Was sind weltgeschichtliche Zäsuren? Was können Ereignisse sein, die dieses Attribut verdienen? Und wie lassen sie sich abgrenzen, von all den Ereignissen, die einfach in der Vergangenheit liegen? Was macht ein Ereignis zu einer Zäsur von Weltbedeutung, also von globaler Relevanz - wie wir heute sagen würden - für Politik und Gesellschaft. Und verleiht einem Ereignis eine übergreifende historische Bedeutung? Der Ausdruck "Zäsur" beinhaltet zudem eine starke Eingrenzung, schließlich ist mit ihm von einem Ereignis als markanter Änderung die Rede.
Aber auch hier kann noch leicht Skepsis angebracht werden. Denn die Weltgeschichte ist lang und voller Wendepunkte in Kultur, Technik, Politik, Gesellschaft - um nur einige Dimensionen zu nennen. Wann ist also ein Wendeereignis weltgeschichtlich relevant? Außerdem impliziert die Rede von der Zäsur eine problematische These zum historischen Wandel. Geschieht dieser ausschließlich in Form von Ereignissen, die Diskontinuität anzeigen? Oder gibt es nicht auch allmählichen und deshalb umso nachhaltigeren Wandel? (Gemäß der Figur, dass das weiche Wasser den Stein bricht.) Legt die Rede von Zäsuren somit unnötig auf eine Ereignisgeschichtsschreibung fest und lässt die Geschichte der Strukturen (a la Braudel und der Annales-Schule etwa) außer Acht?
Soviel Zweifel an drei einfachen Jahreszahlen, die uns allen so selbstverständlich aktuelle "Weltereignisse" vermitteln: Das Ende des osteuropäischen Sozialismus - symbolisiert durch den Fall der Mauer -, die neue Form eines weltweiten und transnationalen Terrorismus, der sich in den Anschlägen auf das World Trade Center und das Pentagon offenbarte und die ersten Siege der arabischen Revolutionen in Tunesien und Ägypten, die sich in den friedlichen Demonstrationen und den Abgängen der Machthaber Ben-Ali und Mubarak dokumentierten.
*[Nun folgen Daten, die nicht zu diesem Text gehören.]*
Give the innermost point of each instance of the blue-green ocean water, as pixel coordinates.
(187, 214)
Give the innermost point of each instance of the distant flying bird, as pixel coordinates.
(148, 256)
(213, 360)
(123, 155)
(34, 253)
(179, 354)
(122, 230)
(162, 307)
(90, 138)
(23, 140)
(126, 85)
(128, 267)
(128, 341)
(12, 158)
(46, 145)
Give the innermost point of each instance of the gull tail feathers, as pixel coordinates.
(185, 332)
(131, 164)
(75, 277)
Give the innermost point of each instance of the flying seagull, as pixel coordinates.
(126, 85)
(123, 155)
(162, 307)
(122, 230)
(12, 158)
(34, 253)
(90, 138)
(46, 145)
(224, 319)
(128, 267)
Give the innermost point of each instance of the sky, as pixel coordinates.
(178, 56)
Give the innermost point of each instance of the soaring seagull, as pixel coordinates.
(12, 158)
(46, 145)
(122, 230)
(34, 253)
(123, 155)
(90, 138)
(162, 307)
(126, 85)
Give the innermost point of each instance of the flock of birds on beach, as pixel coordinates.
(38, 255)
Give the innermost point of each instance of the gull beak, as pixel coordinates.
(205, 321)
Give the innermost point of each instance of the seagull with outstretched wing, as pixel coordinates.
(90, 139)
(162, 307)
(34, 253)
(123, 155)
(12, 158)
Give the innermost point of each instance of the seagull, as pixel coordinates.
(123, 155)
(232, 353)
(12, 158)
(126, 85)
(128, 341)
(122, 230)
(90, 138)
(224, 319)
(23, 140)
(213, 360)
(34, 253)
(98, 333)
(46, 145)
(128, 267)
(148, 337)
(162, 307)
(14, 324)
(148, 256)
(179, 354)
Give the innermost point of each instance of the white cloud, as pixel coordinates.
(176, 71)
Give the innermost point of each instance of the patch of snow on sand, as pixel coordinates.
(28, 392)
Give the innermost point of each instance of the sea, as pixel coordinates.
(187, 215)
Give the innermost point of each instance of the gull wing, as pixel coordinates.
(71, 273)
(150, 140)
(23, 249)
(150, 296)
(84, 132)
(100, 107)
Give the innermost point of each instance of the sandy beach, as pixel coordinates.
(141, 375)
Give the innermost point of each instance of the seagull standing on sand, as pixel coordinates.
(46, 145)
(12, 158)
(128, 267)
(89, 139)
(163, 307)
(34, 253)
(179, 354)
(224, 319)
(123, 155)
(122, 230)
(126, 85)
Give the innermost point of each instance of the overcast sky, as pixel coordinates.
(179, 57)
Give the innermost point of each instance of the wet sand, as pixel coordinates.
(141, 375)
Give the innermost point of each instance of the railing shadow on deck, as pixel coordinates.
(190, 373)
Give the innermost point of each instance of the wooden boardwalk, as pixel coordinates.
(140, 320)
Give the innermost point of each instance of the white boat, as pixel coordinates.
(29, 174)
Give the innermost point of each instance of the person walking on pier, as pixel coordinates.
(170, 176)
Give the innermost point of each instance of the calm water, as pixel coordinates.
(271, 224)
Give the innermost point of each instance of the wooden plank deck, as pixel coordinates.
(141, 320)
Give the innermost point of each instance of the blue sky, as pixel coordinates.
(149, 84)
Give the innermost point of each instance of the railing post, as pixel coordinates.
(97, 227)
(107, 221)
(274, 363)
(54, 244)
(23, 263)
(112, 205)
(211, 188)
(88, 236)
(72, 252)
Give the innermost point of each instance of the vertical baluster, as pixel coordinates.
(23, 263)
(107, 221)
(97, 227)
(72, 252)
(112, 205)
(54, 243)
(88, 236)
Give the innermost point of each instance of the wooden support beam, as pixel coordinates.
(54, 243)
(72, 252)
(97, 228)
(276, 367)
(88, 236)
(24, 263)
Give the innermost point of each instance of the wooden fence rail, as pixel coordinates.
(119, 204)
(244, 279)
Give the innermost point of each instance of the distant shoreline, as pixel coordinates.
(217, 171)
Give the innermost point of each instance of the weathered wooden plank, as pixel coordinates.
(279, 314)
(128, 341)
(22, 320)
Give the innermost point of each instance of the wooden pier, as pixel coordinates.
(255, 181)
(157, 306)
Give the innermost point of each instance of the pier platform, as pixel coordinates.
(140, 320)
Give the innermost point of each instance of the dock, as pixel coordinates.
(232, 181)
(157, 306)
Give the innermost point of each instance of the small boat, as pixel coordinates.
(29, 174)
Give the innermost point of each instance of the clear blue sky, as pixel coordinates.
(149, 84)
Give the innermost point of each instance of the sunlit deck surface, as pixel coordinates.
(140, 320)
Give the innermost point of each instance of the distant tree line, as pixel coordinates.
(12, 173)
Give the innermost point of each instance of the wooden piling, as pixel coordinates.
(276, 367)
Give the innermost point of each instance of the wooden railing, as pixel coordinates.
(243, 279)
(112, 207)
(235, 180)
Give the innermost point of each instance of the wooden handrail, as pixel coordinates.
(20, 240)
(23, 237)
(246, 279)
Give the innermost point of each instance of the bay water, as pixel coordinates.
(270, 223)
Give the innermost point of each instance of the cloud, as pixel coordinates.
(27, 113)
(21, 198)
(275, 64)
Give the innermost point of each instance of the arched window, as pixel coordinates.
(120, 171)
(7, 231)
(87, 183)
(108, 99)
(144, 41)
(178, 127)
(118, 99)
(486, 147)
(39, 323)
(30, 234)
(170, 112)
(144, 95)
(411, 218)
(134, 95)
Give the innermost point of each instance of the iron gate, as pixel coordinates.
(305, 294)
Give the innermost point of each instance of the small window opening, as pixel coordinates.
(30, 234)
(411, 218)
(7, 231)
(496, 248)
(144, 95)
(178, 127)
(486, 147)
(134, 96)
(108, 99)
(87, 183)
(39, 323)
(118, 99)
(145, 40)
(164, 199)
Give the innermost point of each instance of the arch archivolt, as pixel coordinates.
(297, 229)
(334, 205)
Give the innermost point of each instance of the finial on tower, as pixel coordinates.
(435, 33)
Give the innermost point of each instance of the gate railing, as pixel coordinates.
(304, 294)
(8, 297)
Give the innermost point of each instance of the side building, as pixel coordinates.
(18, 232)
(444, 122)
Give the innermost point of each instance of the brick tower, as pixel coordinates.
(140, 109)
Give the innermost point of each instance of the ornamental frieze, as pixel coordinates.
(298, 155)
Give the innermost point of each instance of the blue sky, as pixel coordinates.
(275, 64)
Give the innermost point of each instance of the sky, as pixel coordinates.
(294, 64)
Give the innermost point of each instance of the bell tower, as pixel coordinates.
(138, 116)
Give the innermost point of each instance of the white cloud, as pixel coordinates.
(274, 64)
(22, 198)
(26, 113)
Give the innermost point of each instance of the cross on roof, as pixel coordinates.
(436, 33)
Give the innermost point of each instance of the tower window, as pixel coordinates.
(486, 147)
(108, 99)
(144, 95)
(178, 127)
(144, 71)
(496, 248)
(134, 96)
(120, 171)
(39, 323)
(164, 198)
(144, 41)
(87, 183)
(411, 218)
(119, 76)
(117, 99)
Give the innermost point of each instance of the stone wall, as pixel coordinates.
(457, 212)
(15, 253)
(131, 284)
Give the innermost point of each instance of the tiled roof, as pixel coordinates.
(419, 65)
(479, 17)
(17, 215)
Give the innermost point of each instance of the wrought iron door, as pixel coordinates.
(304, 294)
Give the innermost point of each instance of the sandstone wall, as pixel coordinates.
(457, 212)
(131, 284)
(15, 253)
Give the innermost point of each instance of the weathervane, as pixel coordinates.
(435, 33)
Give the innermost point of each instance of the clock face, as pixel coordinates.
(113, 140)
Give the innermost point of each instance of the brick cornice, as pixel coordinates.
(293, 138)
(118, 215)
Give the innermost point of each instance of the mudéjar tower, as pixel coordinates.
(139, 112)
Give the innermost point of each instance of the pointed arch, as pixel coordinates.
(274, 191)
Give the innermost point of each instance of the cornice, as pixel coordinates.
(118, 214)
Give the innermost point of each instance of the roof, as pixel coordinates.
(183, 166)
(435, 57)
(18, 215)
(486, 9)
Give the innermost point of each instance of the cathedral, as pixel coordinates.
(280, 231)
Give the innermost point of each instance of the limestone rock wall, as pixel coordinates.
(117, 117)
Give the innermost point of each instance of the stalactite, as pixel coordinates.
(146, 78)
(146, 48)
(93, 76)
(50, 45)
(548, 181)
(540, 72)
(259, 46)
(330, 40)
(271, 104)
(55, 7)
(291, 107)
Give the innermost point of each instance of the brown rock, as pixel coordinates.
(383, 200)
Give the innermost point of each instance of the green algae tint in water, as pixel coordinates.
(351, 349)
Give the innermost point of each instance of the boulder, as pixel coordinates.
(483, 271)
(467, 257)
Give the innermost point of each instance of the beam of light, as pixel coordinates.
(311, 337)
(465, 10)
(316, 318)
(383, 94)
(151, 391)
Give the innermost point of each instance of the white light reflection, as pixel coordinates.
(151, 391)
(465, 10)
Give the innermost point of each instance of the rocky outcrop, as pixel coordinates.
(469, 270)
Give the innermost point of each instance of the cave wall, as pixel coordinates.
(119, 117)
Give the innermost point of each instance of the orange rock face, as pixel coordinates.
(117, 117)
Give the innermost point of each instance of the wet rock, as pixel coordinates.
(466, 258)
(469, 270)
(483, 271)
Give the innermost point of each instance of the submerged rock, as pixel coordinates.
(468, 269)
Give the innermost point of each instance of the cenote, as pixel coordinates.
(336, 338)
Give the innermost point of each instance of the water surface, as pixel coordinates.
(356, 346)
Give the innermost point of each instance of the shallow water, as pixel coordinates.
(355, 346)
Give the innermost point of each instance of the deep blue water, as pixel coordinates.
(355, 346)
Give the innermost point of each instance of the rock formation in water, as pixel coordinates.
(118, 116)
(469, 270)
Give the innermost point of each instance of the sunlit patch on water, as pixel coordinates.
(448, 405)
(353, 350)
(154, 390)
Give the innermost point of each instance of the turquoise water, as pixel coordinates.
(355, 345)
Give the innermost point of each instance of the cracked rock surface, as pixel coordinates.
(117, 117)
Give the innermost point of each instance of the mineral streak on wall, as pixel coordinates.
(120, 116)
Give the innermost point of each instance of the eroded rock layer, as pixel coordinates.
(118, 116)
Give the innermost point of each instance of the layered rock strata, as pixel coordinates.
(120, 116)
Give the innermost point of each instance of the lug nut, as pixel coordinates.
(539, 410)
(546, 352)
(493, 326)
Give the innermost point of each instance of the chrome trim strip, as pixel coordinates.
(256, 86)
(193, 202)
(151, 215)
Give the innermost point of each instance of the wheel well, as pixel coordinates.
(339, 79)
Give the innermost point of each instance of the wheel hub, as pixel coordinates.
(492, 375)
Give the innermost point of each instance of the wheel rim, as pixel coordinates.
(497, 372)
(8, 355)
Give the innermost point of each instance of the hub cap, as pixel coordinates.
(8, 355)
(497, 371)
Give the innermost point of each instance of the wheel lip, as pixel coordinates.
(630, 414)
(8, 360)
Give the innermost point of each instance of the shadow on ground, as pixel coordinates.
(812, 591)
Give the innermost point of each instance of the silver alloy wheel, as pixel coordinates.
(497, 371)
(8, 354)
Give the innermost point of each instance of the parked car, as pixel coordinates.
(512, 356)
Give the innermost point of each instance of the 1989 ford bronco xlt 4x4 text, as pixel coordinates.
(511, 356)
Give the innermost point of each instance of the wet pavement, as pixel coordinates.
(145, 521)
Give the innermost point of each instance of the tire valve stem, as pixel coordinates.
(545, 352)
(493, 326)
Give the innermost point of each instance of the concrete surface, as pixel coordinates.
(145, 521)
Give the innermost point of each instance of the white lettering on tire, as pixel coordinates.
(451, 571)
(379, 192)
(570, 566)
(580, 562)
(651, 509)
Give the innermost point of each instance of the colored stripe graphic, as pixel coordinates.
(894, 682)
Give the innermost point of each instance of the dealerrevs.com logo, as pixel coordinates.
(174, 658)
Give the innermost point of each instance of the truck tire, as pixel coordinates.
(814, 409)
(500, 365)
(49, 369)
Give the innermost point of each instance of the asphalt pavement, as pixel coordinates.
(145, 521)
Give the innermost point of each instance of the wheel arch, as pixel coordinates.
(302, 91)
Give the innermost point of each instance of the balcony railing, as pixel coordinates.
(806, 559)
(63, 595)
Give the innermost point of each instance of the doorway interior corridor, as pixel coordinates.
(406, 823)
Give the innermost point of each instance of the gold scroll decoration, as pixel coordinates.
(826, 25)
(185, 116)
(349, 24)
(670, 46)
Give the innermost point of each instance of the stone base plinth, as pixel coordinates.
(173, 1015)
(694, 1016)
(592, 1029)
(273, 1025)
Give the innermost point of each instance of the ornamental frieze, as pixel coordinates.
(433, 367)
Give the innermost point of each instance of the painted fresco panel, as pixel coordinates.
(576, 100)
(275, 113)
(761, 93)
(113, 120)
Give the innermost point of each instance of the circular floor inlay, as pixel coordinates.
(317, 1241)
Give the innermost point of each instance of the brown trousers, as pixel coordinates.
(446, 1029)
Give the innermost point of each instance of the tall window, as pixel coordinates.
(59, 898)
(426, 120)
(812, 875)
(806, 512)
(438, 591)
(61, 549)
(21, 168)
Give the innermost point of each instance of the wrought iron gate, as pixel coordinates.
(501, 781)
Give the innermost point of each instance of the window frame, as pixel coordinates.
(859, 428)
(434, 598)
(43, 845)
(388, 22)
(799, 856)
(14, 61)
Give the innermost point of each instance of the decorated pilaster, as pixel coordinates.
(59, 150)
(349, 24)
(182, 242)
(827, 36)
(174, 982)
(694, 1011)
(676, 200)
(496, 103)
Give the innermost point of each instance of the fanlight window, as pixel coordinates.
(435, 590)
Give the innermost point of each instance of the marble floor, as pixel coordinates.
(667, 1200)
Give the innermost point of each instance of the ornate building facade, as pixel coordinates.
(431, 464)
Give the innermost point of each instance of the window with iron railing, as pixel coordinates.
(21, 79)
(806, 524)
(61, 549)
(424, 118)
Die folgenden Überlegungen sollen dazu beitragen, das Verhältnis von Weltgeschichte und Zeitgeschichte zu klären - und zwar aus dem Blickwinkel von drei Disziplinen, die vorwiegend zeitgeschichtlich orientiert sind, nämlich der Politikwissenschaft, der Soziologie und der Zeitgeschichte als Geschichte des 20. und 21. Jahrhunderts, von einigen auch Gegenwartsgeschichte genannt.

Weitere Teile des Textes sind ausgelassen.